Pathogenesis (high-yield)

  • BCR–ABL fusion gene due to t(9;22) translocation.
  • Chromosome 22 carrying BCR–ABL is the Philadelphia chromosome.
  • BCR–ABL protein is an abnormal constitutively active tyrosine kinase → growth-factor–like signaling → uncontrolled proliferation.
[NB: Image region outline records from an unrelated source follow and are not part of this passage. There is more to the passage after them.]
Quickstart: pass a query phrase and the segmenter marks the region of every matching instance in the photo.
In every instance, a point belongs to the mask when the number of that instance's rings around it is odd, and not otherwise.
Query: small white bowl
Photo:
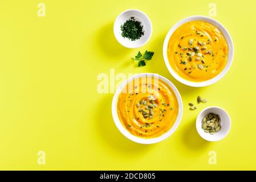
[[[175,31],[175,30],[178,28],[180,26],[184,24],[185,23],[194,21],[194,20],[202,20],[205,21],[208,23],[210,23],[214,26],[215,26],[216,27],[220,29],[220,30],[222,32],[223,35],[224,35],[225,38],[226,38],[226,40],[227,41],[227,44],[229,46],[229,55],[228,55],[228,59],[227,59],[227,63],[224,68],[224,69],[222,70],[221,72],[220,72],[218,75],[217,75],[214,78],[208,80],[206,81],[202,81],[202,82],[193,82],[191,81],[189,81],[187,80],[185,80],[181,77],[180,77],[172,68],[172,67],[170,65],[170,64],[169,63],[168,58],[167,57],[167,48],[168,46],[168,42],[169,40],[170,39],[170,36],[172,36],[172,34]],[[180,22],[175,24],[169,31],[168,33],[167,34],[165,39],[164,40],[164,46],[163,46],[163,54],[164,54],[164,61],[165,62],[165,64],[167,67],[167,68],[169,71],[169,72],[172,74],[172,75],[178,81],[181,82],[181,83],[187,85],[191,86],[194,86],[194,87],[202,87],[208,85],[212,85],[216,82],[220,80],[221,78],[222,78],[224,75],[227,72],[229,68],[230,68],[230,66],[232,64],[233,58],[234,56],[234,46],[233,44],[232,39],[231,38],[230,35],[229,35],[227,30],[224,27],[224,26],[221,24],[217,20],[212,19],[211,18],[209,18],[205,16],[200,16],[200,15],[196,15],[196,16],[192,16],[187,17],[185,19],[183,19],[181,20]]]
[[[131,17],[134,17],[135,20],[141,22],[141,25],[143,26],[143,31],[144,31],[144,35],[141,36],[139,39],[135,41],[131,41],[123,37],[121,35],[122,32],[121,26]],[[127,48],[135,48],[143,46],[149,40],[152,34],[152,24],[149,18],[144,13],[138,10],[131,9],[123,12],[116,18],[113,30],[115,36],[119,43]]]
[[[135,135],[133,135],[131,133],[129,133],[129,131],[127,130],[127,129],[125,129],[121,123],[121,121],[120,121],[119,118],[118,117],[117,110],[118,97],[119,96],[120,93],[122,92],[124,87],[125,86],[128,82],[132,81],[135,78],[140,77],[145,77],[147,76],[151,77],[152,78],[156,77],[157,78],[158,77],[159,80],[167,84],[174,93],[178,105],[178,115],[177,116],[176,120],[175,121],[172,127],[168,131],[166,131],[166,132],[165,132],[162,135],[159,136],[158,137],[149,139],[138,137]],[[114,96],[113,97],[113,100],[112,102],[112,114],[113,116],[113,119],[114,120],[115,123],[116,124],[116,126],[117,127],[117,129],[128,139],[131,140],[132,141],[141,144],[152,144],[160,142],[170,136],[174,132],[174,131],[177,129],[178,125],[180,125],[180,122],[182,115],[182,110],[183,110],[182,101],[181,100],[181,97],[180,94],[180,93],[178,91],[178,89],[167,78],[160,75],[154,73],[141,73],[136,75],[132,77],[129,77],[127,80],[126,80],[118,87],[116,92],[115,93]]]
[[[202,129],[202,119],[209,113],[218,114],[221,119],[221,130],[211,135],[206,133]],[[205,140],[210,142],[216,142],[224,139],[228,134],[231,127],[231,119],[229,114],[223,109],[219,107],[209,107],[204,109],[197,116],[196,126],[199,135]]]

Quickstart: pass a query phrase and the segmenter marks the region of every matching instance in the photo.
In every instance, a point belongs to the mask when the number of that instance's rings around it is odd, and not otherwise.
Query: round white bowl
[[[170,36],[172,36],[173,32],[178,28],[180,26],[184,24],[185,23],[194,21],[194,20],[202,20],[205,21],[208,23],[210,23],[216,27],[219,28],[219,30],[222,32],[224,35],[226,40],[227,41],[227,44],[229,46],[229,55],[228,55],[228,59],[227,63],[224,68],[224,69],[220,72],[217,76],[214,77],[214,78],[208,80],[206,81],[202,81],[202,82],[193,82],[189,80],[186,80],[181,77],[180,77],[172,68],[169,63],[168,58],[167,57],[167,48],[168,45],[169,40],[170,39]],[[208,85],[212,85],[216,82],[220,80],[221,78],[222,78],[224,75],[227,72],[230,66],[232,64],[233,58],[234,56],[234,46],[233,44],[232,39],[231,38],[230,35],[229,35],[227,30],[224,27],[224,26],[221,24],[217,20],[212,19],[211,18],[209,18],[204,16],[192,16],[187,17],[185,19],[182,19],[176,24],[175,24],[172,28],[170,29],[168,33],[167,34],[165,39],[164,42],[164,47],[163,47],[163,53],[164,53],[164,59],[165,62],[165,64],[167,67],[167,68],[169,72],[172,74],[172,75],[178,81],[181,82],[181,83],[187,85],[191,86],[194,87],[202,87]]]
[[[147,76],[150,76],[152,78],[153,78],[154,77],[157,77],[159,78],[159,80],[167,84],[173,90],[173,92],[174,93],[176,96],[178,105],[178,115],[177,117],[176,120],[175,121],[175,122],[174,123],[172,127],[166,133],[163,134],[162,135],[158,137],[149,139],[136,136],[132,134],[131,133],[129,133],[129,131],[127,129],[125,129],[121,123],[121,121],[120,121],[119,118],[118,117],[117,110],[118,97],[119,96],[120,93],[122,92],[124,87],[125,86],[125,85],[127,85],[127,84],[128,82],[132,81],[135,78],[140,77],[144,77]],[[165,78],[164,77],[154,73],[141,73],[136,75],[135,76],[129,77],[127,80],[126,80],[122,84],[121,84],[117,89],[116,92],[115,93],[114,96],[113,97],[113,100],[112,102],[112,114],[115,123],[116,124],[116,126],[117,127],[117,129],[128,139],[131,140],[132,141],[141,144],[152,144],[160,142],[170,136],[174,132],[174,131],[177,129],[178,125],[180,125],[180,122],[182,115],[182,110],[183,110],[183,106],[181,97],[178,90],[175,87],[175,86],[170,81],[169,81],[167,78]]]
[[[209,113],[218,114],[221,121],[220,123],[221,126],[221,130],[213,135],[205,133],[202,129],[202,119]],[[229,114],[224,109],[219,107],[209,107],[204,109],[198,114],[196,126],[197,132],[202,138],[210,142],[216,142],[224,139],[227,135],[230,130],[231,119]]]
[[[122,32],[121,25],[131,17],[134,17],[135,20],[141,22],[141,25],[143,26],[144,31],[144,35],[135,41],[131,41],[121,35]],[[152,34],[152,24],[149,18],[144,13],[138,10],[131,9],[123,12],[116,18],[114,23],[113,30],[115,36],[119,43],[127,48],[135,48],[143,46],[149,40]]]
(Philadelphia chromosome can be present in multiple lineages, but granulocytic precursors dominate clinically.)

Morphology / labs

  • Marked leukocytosis (often >100,000/µL)
  • Predominantly neutrophils + myelocytes/metamyelocytes (“left shift”)
  • Small number of blasts
  • Hypercellular marrow; thrombocytosis may be present
  • Splenomegaly due to extramedullary hematopoiesis

Clinical features

  • Insidious onset; fatigue, weakness, weight loss
  • Abdominal discomfort from massive splenomegaly
  • Can resemble leukemoid reaction; distinguished by Philadelphia chromosome / BCR–ABL

Phases

  1. Chronic phase: can last years; typical CML picture

  2. Accelerated phase:

  • worsening anemia and thrombocytopenia
  • 10–20% blasts in blood/marrow
  1. Blast phase (blast crisis):

  • 20% blasts in marrow → AML-like picture

  • severe anemia, infections, bleeding

Treatment (principles)

  • Tyrosine kinase inhibitors (TKIs):
    • Imatinib binds kinase site and blocks activity
    • Resistance can occur via kinase domain mutations; dasatinib can retain activity against many resistant mutations
  • Other options: chemotherapy, bone marrow transplantation

3. Primary myelofibrosis (PMF)

Definition

PMF features clonal proliferation of granulocytic and megakaryocytic lineages; marrow fibrosis is secondary (reactive to cytokines).

Epidemiology / genetics

  • Older individuals (>60 years)
  • Often associated with JAK2 pathway mutations (as noted)

Biphasic course

Cellular phase

  • Hypercellular marrow with atypical megakaryocytes + granulocytes
  • Elevated platelets and granulocytes
  • No fibrosis yet

Fibrotic phase

  • Neoplastic megakaryocytes release PDGF and TGF-β
  • Stimulates fibroblasts → collagen deposition → marrow fibrosis
  • Leads to pancytopenia + extramedullary hematopoiesis → hepatosplenomegaly
  • Peripheral blood: leukoerythroblastic picture (nRBCs + immature myeloid cells)

Clinical

  • Early: nonspecific symptoms; may resemble CML
  • Later: complications from cytopenias
  • Platelet dysfunction → thrombosis and bleeding
  • Susceptibility to infections
  • Median survival ~4–5 years

💡 High-yield: CML = BCR–ABL (t(9;22), Philadelphia) → constitutive tyrosine kinase; chronic → accelerated (10–20% blasts) → blast crisis (>20%). PMF: megakaryocyte PDGF/TGF-β → fibrosis → leukoerythroblastosis + massive splenomegaly.